Le préfet de l’Oise, Jean-Marie Caillaud, a annoncé le dépôt prochain d’une plainte contre le rédacteur d’un article d’Oise Hebdo l’accusant d’avoir favorisé des candidats macronistes pendant la campagne des municipales. La préfecture dément toute partialité et affirme agir dans le respect de la neutralité de l’État. Oise Hebdo maintient ses accusations, en citant les cas de Senlis et de Compiègne.
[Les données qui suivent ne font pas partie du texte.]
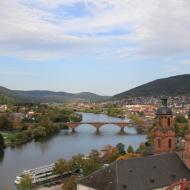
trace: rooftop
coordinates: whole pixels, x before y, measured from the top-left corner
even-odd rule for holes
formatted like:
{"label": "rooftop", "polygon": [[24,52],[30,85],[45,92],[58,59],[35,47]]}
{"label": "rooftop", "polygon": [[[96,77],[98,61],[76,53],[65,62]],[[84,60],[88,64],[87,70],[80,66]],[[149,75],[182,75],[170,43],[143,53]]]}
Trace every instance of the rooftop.
{"label": "rooftop", "polygon": [[115,161],[79,184],[97,190],[150,190],[190,179],[190,170],[176,153]]}

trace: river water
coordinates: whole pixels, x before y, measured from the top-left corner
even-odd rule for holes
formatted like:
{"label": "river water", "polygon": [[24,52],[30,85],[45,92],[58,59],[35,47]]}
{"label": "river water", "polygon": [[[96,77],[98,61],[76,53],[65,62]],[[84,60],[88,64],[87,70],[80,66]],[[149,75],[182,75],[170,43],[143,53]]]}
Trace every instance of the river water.
{"label": "river water", "polygon": [[[121,122],[120,118],[104,114],[82,113],[83,122]],[[120,128],[105,125],[100,134],[90,125],[83,124],[76,133],[62,130],[58,135],[43,142],[30,142],[25,145],[7,148],[0,159],[0,190],[15,190],[14,179],[22,170],[31,169],[55,162],[59,158],[69,159],[78,153],[88,153],[91,149],[101,150],[105,145],[121,142],[137,148],[146,140],[146,135],[139,135],[135,128],[125,128],[127,135],[119,135]]]}

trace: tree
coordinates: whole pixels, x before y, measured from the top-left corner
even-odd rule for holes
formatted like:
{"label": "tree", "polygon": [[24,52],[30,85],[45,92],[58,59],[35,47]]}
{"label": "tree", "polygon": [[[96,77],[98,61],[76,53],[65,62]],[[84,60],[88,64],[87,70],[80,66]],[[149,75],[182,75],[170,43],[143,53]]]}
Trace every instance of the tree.
{"label": "tree", "polygon": [[69,163],[64,159],[59,159],[53,168],[54,173],[63,174],[69,172]]}
{"label": "tree", "polygon": [[130,158],[139,158],[141,155],[137,153],[126,153],[117,158],[117,160],[128,160]]}
{"label": "tree", "polygon": [[177,115],[175,118],[176,123],[187,123],[187,119],[184,115]]}
{"label": "tree", "polygon": [[71,176],[62,186],[63,190],[77,190],[77,177]]}
{"label": "tree", "polygon": [[7,115],[0,116],[0,129],[10,130],[10,121]]}
{"label": "tree", "polygon": [[71,160],[69,161],[69,168],[72,172],[79,172],[82,169],[84,163],[83,157],[83,154],[78,154],[71,158]]}
{"label": "tree", "polygon": [[82,164],[82,171],[84,175],[89,175],[92,172],[98,170],[99,168],[100,164],[91,159],[84,160]]}
{"label": "tree", "polygon": [[116,148],[119,151],[119,154],[125,154],[125,145],[123,143],[118,143]]}
{"label": "tree", "polygon": [[96,163],[100,163],[101,162],[100,152],[98,150],[92,149],[89,154],[89,159],[93,160]]}
{"label": "tree", "polygon": [[127,152],[128,153],[134,153],[134,149],[133,149],[133,147],[131,145],[128,146]]}
{"label": "tree", "polygon": [[69,161],[69,168],[72,172],[82,172],[88,175],[100,168],[100,157],[97,150],[92,150],[89,158],[85,159],[84,155],[73,156]]}
{"label": "tree", "polygon": [[139,148],[137,149],[137,152],[140,153],[143,156],[147,155],[148,150],[147,150],[146,144],[145,143],[141,143],[140,146],[139,146]]}
{"label": "tree", "polygon": [[33,130],[33,135],[35,139],[44,138],[47,136],[46,128],[42,126],[38,126]]}
{"label": "tree", "polygon": [[5,141],[3,135],[0,133],[0,152],[4,149],[4,147],[5,147]]}
{"label": "tree", "polygon": [[106,145],[103,149],[103,160],[107,161],[109,160],[110,156],[114,153],[118,153],[118,150],[116,147],[113,147],[112,145]]}
{"label": "tree", "polygon": [[21,129],[23,127],[22,120],[20,118],[15,118],[12,121],[12,128],[13,129]]}
{"label": "tree", "polygon": [[22,177],[20,184],[19,184],[20,190],[32,190],[32,178],[29,175],[25,175]]}
{"label": "tree", "polygon": [[112,163],[113,161],[117,160],[117,158],[120,156],[120,153],[118,151],[113,152],[110,157],[108,158],[108,162]]}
Le préfet de l’Oise, Jean-Marie Caillaud, a annoncé qu’il porterait plainte contre le rédacteur d’un article d’Oise Hebdo mettant en cause la neutralité des services de l’État pendant la campagne des municipales. Dans une mise au point publiée le 6 mars 2026, la préfecture dément toute intervention destinée à favoriser des candidats macronistes dans le département.
La préfecture explique d’abord qu’un communiqué fondé sur l’article 40 du code de procédure pénale avait été diffusé avant le début de la période de réserve, sans citer ni le nom du candidat concerné ni la commune. Selon elle, ce texte visait uniquement à rappeler que la remise en cause de la probité d’agents publics, ainsi que l’outrage à magistrat ou à agent dépositaire de l’autorité publique, constituent des infractions pénales. Elle précise aussi que ses services n’ont pas compétence pour prononcer l’inéligibilité d’un candidat et qu’ils se bornent à informer et conseiller l’ensemble des listes, quelles que soient leurs sensibilités politiques.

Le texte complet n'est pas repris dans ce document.